I want to reuse the slurry in a BDSA/Quad once this one wraps up.

I know repitching slurry from higher OG beers is a nono, but since this will be the first repitch since introducing the manufacturer's culture, and since there's 1.25# of highly fermentable (easy) adjuncts, I'm wondering if saving the slurry and using an appropriate amount for a 1.075 tripel and a 1.080-1.085 BDSA/Quad would be reasonable? When I back out the syrup and sugar of the dubbel, I'm looking at an OG of 1.057 of the harder-to-ferment grist.

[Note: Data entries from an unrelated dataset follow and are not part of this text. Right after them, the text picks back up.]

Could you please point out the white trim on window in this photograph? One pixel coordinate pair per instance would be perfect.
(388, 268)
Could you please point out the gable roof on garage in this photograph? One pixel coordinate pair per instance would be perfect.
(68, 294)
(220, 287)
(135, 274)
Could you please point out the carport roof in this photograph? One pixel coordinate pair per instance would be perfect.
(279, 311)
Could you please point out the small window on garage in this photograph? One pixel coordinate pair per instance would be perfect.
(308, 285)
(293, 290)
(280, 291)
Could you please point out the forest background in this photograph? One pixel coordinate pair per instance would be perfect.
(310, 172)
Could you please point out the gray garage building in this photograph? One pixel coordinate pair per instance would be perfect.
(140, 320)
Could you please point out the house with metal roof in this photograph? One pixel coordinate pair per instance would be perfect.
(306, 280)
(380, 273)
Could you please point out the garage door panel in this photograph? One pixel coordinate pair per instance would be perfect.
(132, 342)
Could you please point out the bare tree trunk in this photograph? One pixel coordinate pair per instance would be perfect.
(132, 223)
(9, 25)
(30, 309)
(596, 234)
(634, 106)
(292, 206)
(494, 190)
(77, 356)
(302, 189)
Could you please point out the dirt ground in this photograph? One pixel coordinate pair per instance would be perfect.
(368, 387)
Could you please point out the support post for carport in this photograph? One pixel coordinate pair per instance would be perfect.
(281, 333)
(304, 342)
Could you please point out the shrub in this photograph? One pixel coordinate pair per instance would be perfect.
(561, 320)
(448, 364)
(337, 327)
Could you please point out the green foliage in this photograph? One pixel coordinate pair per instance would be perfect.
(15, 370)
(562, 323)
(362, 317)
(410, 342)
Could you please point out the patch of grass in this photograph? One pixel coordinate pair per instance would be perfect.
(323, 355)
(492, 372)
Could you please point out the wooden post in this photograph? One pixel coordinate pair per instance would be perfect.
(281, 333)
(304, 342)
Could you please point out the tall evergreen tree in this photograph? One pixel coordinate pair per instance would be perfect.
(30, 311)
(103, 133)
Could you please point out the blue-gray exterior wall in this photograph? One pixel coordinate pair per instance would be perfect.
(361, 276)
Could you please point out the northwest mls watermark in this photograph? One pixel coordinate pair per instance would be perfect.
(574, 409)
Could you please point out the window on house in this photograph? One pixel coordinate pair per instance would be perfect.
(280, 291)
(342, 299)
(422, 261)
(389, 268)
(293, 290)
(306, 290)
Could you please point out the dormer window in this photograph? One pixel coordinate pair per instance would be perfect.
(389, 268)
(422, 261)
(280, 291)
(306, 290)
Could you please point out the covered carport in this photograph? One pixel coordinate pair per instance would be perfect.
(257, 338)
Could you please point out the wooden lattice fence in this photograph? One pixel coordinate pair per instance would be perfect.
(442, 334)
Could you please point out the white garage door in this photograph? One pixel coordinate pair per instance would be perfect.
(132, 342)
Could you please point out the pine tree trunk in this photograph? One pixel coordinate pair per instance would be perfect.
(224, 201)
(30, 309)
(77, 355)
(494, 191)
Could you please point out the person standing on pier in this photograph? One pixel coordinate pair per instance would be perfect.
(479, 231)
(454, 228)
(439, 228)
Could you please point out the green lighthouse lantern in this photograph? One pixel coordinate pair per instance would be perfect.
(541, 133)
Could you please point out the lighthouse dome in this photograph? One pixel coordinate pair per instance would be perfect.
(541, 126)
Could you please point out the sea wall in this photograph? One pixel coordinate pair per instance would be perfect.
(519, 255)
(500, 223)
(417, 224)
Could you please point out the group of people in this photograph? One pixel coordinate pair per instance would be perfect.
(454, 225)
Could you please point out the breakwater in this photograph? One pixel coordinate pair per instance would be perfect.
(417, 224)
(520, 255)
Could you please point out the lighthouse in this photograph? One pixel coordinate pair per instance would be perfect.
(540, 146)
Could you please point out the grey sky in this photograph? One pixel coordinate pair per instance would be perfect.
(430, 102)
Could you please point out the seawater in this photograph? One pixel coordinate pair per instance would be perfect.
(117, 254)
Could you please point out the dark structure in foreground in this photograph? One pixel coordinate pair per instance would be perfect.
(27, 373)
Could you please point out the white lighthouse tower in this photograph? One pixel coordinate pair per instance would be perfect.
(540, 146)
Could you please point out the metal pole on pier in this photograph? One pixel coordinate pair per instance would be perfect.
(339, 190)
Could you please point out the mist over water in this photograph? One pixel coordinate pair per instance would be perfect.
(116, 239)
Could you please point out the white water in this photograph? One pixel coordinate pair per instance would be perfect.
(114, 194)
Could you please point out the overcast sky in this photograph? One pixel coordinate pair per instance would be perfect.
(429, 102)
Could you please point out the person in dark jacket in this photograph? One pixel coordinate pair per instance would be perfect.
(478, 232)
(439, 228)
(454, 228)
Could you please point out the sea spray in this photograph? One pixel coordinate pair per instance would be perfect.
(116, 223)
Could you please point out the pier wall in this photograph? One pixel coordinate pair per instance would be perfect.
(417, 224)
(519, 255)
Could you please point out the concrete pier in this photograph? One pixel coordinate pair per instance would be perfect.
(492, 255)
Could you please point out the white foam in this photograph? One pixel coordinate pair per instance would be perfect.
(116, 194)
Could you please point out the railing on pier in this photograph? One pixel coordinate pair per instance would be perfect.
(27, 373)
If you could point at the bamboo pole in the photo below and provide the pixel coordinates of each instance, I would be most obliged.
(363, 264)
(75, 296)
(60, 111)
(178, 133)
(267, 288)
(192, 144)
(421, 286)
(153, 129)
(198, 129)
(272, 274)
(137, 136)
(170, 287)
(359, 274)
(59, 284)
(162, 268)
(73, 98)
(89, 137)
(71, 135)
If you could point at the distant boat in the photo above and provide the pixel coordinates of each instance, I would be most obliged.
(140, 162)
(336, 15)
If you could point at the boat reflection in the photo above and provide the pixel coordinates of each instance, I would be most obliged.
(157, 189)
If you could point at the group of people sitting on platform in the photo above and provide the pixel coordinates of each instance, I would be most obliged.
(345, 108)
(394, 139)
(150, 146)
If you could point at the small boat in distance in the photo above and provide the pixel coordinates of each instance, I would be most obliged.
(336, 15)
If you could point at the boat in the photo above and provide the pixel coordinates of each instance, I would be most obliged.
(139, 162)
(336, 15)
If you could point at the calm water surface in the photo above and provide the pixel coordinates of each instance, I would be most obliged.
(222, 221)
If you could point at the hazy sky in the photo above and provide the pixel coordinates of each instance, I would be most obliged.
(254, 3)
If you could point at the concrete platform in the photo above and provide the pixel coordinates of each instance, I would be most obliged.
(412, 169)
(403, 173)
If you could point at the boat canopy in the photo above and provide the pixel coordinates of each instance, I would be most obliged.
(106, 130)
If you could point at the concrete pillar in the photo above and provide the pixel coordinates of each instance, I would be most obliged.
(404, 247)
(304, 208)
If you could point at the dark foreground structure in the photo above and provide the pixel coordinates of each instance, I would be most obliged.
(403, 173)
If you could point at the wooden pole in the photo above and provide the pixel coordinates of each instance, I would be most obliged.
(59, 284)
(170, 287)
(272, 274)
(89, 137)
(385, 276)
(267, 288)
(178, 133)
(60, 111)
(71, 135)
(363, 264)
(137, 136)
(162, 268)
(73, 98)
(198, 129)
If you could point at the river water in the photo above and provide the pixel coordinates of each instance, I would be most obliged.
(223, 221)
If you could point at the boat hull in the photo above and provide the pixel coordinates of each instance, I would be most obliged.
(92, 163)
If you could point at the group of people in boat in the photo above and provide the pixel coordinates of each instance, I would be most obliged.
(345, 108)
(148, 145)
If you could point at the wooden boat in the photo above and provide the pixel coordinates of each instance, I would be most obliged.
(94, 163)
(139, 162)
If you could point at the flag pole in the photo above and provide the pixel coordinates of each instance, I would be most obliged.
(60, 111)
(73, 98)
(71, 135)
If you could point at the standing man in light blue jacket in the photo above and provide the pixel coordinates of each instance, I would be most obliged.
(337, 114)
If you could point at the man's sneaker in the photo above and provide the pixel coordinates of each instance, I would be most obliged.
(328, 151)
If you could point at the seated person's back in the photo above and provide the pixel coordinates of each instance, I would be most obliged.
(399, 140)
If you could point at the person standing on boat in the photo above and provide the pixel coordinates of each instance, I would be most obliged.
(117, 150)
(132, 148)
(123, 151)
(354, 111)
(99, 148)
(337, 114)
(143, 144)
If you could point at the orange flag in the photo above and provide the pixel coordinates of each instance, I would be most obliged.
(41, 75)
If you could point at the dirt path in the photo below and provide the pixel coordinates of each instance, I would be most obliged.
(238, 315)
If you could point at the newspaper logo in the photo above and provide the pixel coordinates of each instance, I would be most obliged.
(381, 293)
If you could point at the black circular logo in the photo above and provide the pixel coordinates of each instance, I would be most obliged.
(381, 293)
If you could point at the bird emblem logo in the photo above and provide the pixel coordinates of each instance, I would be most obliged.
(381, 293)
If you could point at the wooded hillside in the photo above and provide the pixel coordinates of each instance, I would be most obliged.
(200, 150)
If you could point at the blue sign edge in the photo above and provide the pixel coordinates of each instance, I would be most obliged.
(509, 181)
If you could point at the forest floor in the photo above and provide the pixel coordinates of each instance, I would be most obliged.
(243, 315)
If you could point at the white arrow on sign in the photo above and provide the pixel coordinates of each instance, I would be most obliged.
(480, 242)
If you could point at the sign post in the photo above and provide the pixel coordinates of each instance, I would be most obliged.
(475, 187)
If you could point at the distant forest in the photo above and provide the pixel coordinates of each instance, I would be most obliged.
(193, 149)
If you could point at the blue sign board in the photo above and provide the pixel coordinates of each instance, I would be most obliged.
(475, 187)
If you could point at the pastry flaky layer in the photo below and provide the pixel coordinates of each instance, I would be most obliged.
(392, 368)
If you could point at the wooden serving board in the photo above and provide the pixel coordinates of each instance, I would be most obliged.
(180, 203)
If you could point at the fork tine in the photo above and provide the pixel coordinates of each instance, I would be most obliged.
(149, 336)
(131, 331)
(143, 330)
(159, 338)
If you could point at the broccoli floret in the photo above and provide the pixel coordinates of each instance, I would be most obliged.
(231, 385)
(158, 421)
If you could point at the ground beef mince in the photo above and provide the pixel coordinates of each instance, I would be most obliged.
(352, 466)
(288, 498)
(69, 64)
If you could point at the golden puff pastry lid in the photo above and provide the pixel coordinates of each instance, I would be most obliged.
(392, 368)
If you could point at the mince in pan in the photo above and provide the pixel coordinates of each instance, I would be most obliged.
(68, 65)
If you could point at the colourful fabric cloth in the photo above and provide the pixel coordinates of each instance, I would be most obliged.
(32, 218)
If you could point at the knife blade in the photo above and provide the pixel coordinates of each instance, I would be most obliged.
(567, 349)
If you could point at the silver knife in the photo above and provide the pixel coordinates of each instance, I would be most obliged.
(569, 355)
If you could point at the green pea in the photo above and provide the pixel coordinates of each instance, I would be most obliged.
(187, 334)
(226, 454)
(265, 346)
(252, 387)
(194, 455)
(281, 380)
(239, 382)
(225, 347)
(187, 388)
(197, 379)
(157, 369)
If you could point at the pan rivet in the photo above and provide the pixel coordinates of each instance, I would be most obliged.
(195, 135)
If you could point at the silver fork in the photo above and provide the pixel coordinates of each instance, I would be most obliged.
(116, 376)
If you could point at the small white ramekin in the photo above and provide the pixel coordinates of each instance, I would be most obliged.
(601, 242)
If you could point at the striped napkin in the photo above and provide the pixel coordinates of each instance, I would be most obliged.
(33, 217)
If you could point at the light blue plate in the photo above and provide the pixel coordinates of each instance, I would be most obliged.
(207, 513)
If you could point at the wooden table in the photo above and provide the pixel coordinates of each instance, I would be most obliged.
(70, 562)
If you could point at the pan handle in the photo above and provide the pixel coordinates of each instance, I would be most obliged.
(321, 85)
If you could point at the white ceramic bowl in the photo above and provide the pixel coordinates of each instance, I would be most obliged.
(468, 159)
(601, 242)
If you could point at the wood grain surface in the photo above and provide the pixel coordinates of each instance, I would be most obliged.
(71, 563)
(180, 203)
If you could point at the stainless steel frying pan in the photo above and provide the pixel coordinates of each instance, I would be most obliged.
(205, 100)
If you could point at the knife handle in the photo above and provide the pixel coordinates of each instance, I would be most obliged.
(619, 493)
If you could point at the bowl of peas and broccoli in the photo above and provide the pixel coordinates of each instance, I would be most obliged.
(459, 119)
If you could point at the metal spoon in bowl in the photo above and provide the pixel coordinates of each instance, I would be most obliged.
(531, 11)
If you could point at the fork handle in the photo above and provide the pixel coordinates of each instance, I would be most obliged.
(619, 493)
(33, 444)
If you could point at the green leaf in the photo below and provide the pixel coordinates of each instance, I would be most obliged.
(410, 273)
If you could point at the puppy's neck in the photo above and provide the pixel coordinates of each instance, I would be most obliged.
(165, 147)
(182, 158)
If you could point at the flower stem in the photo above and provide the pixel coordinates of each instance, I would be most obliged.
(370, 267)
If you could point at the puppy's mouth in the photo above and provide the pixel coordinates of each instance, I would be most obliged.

I know the ABV of the yeast's environment is another variable to consider, and this yeast/grist combo should attenuate pretty far and take the beer up to the 7-7.5% ABV range. I also know that some abbeys and Trappist breweries repitch yeast from high OG beers into even higher OG beers... but I admittedly don't have their equipment or lab-like conditions :p

What do you think? Reasonable to repitch 1.066 slurry into bigger beers in this case?
 
I know the ABV of the yeast's environment is another variable to consider, and this yeast/grist combo should attenuate pretty far and take the beer up to the 7-7.5% ABV range. I also know that some abbeys and Trappist breweries repitch yeast from high OG beers into even higher OG beers...
You’re on the right track, build up a large, healthy amount of yeast for your quad. I’d save a quart of the slurry for a yeast bank and dump the rest into the quad.
 
Cool, thanks everyone.

Looking forward to this series. Last time I tried to brew the full trappist series, I had an infection that just kept carrying its way into each successive beer--I didn't catch it until it was way too late. It was disheartening to throw away about 20 gallons' worth of highly anticipated beers, but I've got the sanitation issue licked now, and have replaced my fermzillas with stainless fermenters, set up a glycol chiller, and basically eliminated all of the weak points in my process. Very excited to give it a proper go this time.